FDA Approves OTC Opioid Overdose Drug, Naloxone

by Staff Writer
February 16, 2023 at 9:30 AM UTC

Narcan may soon be sold over the counter for opioid overdose reversal.

Clinical Relevance: An over-the-counter (OTC) version of a proven opioid overdose reversal drug could be available soon

  • The FDA has approved OTC sales of naloxone, a drug used to reverse opioid overdoses.
  • Narcan, the brand name for naloxone, can reverse the effects of opioids and restore breathing in an overdose.
  • Opioid-involved overdose deaths have been increasing, and many states have enacted laws to increase availability of naloxone and protect bystanders who call for medical assistance.

Update: March 29th, 2023

The US Food and Drug Administration (FDA) has just approved naloxone, an over-the-counter opioid overdose reversal drug. Mental health experts applaud the move, saying that they expect it to increase access to the lifesaving medication.
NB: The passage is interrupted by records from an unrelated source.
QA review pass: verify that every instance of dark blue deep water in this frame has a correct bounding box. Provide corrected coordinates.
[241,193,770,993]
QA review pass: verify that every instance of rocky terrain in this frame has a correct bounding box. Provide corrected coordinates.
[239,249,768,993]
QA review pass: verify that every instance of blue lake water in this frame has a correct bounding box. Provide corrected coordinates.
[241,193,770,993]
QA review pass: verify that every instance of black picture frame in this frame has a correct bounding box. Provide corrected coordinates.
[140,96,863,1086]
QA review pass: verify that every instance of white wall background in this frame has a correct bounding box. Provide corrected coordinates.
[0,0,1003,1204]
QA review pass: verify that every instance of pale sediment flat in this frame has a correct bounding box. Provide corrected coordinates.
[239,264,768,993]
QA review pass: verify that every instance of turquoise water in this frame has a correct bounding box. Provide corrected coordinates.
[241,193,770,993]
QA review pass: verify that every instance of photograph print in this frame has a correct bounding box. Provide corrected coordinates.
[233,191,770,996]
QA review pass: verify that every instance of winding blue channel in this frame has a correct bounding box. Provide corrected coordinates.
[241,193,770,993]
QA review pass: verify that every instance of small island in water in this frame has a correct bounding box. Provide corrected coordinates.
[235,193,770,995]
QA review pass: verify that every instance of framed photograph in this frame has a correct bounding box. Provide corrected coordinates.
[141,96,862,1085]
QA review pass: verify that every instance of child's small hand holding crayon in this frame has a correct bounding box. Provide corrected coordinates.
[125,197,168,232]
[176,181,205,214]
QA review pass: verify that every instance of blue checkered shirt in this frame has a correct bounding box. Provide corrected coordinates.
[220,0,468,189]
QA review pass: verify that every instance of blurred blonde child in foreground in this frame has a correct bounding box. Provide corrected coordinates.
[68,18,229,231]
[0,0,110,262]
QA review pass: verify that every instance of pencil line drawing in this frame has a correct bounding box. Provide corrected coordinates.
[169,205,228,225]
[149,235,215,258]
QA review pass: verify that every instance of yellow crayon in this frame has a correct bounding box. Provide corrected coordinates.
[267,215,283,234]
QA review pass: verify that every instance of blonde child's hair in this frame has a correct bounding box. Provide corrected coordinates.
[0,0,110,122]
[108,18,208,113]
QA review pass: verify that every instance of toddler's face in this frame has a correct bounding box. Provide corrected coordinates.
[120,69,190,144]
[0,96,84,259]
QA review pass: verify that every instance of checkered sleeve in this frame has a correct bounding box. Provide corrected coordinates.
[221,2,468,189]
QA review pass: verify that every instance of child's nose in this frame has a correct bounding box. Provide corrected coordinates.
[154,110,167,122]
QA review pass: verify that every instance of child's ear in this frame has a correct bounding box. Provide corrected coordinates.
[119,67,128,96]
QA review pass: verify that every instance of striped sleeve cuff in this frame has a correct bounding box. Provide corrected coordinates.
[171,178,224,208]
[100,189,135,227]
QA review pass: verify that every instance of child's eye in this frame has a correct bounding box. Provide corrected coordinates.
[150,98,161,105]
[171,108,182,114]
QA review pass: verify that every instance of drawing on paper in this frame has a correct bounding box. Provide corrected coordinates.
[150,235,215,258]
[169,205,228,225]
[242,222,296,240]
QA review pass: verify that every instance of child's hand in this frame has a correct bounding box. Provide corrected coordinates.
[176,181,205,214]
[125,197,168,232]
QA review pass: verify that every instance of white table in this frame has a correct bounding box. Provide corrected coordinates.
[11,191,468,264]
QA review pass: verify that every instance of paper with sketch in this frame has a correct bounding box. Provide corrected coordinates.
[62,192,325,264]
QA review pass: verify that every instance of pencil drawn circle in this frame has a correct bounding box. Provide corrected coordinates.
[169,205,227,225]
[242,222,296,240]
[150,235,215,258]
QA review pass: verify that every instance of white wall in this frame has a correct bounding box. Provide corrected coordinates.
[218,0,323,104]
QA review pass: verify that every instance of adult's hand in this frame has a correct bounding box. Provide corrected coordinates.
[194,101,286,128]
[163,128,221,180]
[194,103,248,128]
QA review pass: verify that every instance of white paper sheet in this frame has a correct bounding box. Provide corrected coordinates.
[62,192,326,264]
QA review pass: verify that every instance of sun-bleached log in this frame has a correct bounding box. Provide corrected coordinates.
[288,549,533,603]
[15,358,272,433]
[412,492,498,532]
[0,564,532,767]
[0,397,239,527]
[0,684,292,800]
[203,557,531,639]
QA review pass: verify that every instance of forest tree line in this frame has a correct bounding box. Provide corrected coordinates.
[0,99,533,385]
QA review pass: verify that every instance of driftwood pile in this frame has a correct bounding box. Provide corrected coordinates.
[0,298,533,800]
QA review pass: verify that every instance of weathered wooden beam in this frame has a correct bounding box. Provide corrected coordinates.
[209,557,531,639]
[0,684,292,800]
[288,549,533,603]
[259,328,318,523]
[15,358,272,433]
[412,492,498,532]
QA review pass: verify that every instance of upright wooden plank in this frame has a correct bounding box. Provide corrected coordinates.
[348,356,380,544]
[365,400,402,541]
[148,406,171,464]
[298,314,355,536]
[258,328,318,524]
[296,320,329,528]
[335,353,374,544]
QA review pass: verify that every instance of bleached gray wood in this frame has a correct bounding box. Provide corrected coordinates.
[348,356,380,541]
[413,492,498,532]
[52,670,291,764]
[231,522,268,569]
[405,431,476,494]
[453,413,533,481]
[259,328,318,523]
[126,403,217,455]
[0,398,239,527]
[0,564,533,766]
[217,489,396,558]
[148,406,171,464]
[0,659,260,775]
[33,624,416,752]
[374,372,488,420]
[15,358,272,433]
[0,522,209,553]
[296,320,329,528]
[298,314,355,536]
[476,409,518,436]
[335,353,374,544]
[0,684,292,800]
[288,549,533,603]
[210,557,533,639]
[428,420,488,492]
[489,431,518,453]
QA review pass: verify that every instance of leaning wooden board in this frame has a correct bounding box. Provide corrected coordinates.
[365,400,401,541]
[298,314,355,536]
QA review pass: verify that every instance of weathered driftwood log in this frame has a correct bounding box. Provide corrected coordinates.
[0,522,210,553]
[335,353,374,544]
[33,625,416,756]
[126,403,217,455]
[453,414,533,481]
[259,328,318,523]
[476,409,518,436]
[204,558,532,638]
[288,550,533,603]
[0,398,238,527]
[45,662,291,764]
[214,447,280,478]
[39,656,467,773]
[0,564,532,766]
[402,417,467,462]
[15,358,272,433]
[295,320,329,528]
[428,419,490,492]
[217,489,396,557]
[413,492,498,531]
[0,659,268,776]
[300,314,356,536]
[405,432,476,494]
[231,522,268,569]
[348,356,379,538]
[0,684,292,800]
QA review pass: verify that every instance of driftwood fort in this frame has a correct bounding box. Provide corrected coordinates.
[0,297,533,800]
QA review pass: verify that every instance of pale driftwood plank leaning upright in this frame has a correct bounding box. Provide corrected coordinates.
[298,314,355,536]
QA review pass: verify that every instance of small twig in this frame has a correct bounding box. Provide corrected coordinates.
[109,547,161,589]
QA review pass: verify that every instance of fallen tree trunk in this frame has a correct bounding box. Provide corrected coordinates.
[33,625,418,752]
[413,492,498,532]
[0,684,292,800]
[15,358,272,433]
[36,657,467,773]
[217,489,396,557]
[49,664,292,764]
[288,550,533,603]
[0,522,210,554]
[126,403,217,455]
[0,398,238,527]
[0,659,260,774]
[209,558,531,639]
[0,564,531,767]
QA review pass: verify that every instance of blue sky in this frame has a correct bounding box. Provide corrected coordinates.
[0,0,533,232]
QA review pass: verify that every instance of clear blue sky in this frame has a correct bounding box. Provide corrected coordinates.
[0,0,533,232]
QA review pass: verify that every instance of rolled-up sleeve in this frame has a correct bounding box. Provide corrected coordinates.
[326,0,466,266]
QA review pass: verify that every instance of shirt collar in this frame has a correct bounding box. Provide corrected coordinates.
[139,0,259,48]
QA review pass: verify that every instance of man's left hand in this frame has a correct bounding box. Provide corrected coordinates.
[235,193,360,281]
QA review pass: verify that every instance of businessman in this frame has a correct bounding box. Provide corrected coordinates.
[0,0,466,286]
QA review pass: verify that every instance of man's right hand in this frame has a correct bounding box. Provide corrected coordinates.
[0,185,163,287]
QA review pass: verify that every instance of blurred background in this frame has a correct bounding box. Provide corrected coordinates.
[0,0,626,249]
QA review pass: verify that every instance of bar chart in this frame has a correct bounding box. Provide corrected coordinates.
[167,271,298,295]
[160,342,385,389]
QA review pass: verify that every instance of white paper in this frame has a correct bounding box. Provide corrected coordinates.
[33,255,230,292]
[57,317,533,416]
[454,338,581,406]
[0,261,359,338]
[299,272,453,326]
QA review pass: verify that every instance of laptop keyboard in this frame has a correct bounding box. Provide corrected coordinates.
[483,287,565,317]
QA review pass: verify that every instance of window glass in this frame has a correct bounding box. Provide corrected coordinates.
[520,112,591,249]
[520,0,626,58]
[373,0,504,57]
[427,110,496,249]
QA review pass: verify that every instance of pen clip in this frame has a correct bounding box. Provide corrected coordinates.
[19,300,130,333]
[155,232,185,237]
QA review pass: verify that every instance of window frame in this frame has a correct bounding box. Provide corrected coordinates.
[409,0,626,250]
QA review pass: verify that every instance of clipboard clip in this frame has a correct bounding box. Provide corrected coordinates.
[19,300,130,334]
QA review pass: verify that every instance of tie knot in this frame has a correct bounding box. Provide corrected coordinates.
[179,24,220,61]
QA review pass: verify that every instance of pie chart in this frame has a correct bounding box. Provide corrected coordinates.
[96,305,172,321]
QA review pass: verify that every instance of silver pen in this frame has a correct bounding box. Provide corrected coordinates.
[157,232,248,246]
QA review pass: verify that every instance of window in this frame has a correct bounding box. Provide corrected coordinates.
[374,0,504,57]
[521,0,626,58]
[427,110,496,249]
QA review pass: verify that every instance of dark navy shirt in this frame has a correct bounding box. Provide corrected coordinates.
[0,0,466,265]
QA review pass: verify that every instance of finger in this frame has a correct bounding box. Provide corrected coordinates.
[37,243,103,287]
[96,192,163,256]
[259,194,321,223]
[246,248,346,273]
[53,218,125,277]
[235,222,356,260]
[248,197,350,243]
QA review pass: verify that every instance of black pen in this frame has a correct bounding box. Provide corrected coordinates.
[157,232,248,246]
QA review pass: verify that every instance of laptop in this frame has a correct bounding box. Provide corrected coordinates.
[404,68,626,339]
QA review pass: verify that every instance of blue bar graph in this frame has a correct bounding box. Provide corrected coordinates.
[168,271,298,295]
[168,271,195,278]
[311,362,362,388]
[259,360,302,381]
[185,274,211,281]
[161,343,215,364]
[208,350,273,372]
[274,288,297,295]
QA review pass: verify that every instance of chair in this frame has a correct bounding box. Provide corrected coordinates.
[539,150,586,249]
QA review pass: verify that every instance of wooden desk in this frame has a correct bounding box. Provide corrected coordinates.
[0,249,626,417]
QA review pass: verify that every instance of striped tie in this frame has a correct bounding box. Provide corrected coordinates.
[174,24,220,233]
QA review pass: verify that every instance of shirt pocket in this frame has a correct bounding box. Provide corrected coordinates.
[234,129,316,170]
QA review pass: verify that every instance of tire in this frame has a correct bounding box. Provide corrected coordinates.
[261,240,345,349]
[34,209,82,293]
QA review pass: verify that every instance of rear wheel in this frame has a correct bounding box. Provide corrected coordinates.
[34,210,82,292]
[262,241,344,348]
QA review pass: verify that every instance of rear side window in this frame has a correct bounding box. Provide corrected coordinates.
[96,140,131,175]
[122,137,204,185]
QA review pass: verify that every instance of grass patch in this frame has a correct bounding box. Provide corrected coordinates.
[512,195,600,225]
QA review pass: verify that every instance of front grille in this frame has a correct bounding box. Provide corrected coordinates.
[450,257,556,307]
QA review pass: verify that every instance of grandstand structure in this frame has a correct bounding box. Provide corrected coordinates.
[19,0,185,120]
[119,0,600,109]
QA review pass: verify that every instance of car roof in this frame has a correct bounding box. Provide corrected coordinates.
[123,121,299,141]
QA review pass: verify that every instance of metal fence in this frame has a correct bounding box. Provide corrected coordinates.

The over-the-counter version will be available under the name, Narcan. It will be sold as a single dose nasal spray.  The drug is expected to make it onto shelves by late summer, according to  its maker, Emergent BioSolutions.  FDA officials have allowed places like convenience stores, grocery stores and even vending machines to carry the drug.

“Today’s approval of OTC naloxone nasal spray will help improve access to naloxone, increase the number of locations where it’s available and help reduce opioid overdose deaths throughout the country,” FDA Commissioner Dr. Robert Califf said in a statement.

The approval comes a little over a month after an advisory committee to the FDA unanimously recommended that the agency allow the drug to be sold over the counter. You can read about the approval process below.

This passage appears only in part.